Moh. In’ami, M.Ag. | Ramadan Bulan Alqur’an
S
|
uatu kesyukuran bahwa Allah
Ta’ala telah menjadikan Alqur’an sebagai penyejuk hati, obat bagi sesak dada
dan cahaya bagi fikiran. Dan bahwasanya Nabi Muhammad saw adalah sebaik-baik
orang dalam melantunkan Alqur’an, mengamalkan dan mengajarkannya, mentadabburi
maknanya, hingga beliau saw merasakan manisnya.
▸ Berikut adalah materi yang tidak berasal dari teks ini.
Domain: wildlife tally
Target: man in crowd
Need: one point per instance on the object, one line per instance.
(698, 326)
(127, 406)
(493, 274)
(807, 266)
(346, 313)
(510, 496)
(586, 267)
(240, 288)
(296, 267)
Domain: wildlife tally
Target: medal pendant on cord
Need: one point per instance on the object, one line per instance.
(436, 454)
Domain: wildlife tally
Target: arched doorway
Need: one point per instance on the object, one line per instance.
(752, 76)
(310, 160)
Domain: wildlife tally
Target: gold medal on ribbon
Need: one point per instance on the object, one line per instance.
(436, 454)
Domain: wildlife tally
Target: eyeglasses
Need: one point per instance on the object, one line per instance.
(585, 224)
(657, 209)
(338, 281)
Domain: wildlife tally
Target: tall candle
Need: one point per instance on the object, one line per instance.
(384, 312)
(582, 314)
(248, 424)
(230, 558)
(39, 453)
Firman Allah: “Sesungguhnya
telah Kami buatkan bagi manusia dalam Alqur’an ini setiap macam perumpamaan
supaya mereka dapat pelajaran. (Ialah) Alqur’an dalam bahasa Arab yang tidak
ada kebengkokan (di dalamnya) supaya mereka bertakwa.” (Al-Zumar: 27-28)
Dalam
konteks Ramadan dan Alqur’an, Allah mensinyalir: “(Beberapa hari yang
ditentukan itu ialah) bulan Ramadan, bulan yang di dalamnya diturunkan (permulaan)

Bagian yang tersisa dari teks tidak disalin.